In sum, McDaniel’s parolee status and the search term to which he was subject severely diminished any reasonable expectation of privacy McDaniel may have had in his home and provided legal authority for the challenged search. Although the police officers initially knew nothing of McDaniel’s parolee status, their sweep search was in actuality no more intrusive of McDaniel’s privacy than what his parole terms expressly authorized. Finally, *349even though the officers may have misjudged the propriety of a protective "sweep in the situation facing them, no decision to conduct a search should have surprised McDaniel, in light of his participation in the events that brought the officers to his door.

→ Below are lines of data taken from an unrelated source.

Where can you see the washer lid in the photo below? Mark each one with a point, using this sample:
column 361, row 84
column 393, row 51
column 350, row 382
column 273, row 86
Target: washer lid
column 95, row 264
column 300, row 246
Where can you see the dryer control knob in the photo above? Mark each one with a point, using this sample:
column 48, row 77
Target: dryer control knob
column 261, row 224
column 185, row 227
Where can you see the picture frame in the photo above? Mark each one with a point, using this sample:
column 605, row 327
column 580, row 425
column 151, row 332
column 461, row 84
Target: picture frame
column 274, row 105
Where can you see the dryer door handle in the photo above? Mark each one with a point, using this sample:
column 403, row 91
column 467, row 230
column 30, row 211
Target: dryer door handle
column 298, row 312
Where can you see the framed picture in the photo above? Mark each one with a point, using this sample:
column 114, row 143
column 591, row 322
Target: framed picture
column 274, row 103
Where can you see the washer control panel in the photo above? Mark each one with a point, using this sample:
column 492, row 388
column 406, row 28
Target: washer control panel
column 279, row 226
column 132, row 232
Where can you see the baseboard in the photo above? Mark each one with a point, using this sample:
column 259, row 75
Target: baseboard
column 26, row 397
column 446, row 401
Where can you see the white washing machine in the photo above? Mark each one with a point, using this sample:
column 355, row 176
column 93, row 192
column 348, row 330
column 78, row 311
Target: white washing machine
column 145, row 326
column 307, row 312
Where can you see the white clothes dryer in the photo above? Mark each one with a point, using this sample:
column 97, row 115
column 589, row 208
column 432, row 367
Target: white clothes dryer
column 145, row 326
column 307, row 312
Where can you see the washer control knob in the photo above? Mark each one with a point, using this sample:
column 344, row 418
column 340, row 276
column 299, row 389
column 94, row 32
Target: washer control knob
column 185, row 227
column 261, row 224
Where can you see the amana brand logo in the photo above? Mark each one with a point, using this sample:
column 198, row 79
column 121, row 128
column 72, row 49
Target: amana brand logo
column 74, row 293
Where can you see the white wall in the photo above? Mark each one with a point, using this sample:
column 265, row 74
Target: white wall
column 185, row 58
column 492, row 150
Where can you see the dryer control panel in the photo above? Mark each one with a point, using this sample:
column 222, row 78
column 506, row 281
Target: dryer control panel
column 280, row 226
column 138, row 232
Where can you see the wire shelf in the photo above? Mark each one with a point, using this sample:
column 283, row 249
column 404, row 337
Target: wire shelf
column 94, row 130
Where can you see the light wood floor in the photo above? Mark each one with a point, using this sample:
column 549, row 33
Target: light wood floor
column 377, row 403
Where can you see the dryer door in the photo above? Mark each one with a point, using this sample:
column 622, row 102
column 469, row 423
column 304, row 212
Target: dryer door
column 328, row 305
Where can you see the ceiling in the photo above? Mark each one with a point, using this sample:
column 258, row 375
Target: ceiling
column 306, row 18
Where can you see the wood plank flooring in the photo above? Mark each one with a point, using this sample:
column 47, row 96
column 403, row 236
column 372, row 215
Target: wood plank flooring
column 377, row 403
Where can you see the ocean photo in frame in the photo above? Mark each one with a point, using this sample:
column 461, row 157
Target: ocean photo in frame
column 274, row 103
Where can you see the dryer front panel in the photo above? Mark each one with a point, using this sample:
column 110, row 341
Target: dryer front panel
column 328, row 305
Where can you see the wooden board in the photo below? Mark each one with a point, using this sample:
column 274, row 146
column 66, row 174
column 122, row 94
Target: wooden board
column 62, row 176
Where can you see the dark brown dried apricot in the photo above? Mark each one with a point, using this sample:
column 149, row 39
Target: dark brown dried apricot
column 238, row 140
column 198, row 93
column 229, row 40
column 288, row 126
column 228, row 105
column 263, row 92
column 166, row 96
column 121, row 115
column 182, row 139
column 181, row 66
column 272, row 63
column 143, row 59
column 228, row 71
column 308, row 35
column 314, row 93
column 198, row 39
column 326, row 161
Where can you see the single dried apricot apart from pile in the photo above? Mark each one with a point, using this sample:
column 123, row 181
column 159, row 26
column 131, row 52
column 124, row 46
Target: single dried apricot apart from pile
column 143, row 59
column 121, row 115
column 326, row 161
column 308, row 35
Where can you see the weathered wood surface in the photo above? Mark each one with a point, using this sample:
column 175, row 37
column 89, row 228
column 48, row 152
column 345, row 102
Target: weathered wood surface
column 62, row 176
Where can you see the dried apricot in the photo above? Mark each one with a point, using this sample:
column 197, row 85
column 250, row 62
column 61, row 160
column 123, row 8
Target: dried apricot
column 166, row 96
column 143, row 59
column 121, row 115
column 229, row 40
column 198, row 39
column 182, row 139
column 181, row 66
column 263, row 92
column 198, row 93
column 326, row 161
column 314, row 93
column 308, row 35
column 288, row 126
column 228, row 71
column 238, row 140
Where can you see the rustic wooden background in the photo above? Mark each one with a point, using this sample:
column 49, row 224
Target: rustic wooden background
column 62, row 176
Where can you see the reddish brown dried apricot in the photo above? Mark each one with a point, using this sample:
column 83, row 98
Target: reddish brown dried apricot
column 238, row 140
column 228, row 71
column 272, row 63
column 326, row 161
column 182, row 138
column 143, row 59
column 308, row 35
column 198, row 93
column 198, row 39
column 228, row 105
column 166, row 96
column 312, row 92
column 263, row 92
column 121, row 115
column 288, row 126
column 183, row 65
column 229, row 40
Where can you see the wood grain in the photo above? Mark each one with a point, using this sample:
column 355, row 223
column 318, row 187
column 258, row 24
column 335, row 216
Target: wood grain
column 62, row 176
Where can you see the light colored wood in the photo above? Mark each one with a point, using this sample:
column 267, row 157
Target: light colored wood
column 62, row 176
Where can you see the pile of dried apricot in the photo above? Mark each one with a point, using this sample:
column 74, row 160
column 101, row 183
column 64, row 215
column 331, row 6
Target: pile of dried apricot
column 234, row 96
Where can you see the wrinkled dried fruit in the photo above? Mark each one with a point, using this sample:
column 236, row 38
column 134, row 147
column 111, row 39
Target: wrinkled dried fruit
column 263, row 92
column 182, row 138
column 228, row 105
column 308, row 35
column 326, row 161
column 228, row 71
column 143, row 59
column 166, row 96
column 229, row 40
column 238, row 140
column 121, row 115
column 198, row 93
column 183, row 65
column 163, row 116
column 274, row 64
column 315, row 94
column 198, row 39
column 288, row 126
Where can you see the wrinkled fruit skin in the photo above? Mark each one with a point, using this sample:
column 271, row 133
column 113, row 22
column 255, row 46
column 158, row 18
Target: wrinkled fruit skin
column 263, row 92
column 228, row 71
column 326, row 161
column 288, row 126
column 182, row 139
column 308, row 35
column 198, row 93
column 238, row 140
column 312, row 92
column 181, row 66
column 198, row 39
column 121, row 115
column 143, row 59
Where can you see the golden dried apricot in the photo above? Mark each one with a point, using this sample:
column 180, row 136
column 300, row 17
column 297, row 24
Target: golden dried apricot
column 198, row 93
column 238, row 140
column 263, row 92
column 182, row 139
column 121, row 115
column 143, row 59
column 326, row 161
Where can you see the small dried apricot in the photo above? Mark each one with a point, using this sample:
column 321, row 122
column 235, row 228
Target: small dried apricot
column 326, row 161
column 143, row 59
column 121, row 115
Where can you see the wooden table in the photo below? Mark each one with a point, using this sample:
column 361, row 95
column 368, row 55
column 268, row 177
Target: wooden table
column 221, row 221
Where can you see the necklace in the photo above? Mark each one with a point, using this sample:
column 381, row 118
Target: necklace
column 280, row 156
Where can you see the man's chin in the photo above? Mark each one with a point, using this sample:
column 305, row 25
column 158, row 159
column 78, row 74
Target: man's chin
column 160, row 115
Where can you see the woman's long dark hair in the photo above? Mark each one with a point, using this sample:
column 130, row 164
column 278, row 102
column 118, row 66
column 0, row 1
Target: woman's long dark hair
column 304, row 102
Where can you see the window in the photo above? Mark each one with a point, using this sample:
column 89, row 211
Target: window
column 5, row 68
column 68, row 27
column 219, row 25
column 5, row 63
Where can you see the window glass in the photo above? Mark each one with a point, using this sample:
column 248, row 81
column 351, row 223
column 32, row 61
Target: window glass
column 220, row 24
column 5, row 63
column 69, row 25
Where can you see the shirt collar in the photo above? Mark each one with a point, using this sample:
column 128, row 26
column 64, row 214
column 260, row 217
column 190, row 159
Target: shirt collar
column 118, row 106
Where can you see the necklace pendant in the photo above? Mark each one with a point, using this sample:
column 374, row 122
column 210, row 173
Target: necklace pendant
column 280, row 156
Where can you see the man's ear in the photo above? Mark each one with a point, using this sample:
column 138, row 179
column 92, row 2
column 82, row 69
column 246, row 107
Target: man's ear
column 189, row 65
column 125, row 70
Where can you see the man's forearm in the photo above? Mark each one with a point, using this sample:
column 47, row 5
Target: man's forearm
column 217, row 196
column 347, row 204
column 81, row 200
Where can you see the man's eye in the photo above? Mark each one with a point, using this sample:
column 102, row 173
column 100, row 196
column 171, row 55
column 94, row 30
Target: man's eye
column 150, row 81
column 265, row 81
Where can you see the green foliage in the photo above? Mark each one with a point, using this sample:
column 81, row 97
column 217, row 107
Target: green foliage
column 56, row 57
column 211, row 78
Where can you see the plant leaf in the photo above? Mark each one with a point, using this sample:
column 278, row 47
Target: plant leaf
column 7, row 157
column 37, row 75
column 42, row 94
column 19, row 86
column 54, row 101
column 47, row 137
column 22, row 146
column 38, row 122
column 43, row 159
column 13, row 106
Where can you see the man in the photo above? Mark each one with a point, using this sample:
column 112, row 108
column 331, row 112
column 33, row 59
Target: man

Given the totality of these circumstances, I find the challenged search did not violate McDaniel’s Fourth Amendment right to be free from unreasonable searches and seizures. Moreover, finding the search reasonable in circumstances such as these—where a parolee’s search term provides a legal basis for a warrantless search when the parolee’s involvement in an altercation and criminal wrongdoing is at issue—would advance the significant governmental interests in deterring parolees from criminal activity and protecting the public from their crimes.
I would affirm defendant McDaniel’s conviction.
Respondent’s petition for a rehearing was denied October 22, 2003, and the opinion was modified to read as presented above. Brown, J., did not participate therein. Baxter, J., was of the opinion that the petition should be granted.

 The majority expresses no view regarding this aspect of the Court of Appeal’s analysis (maj. opn., ante, at p. 324, fn. 2), and neither do I.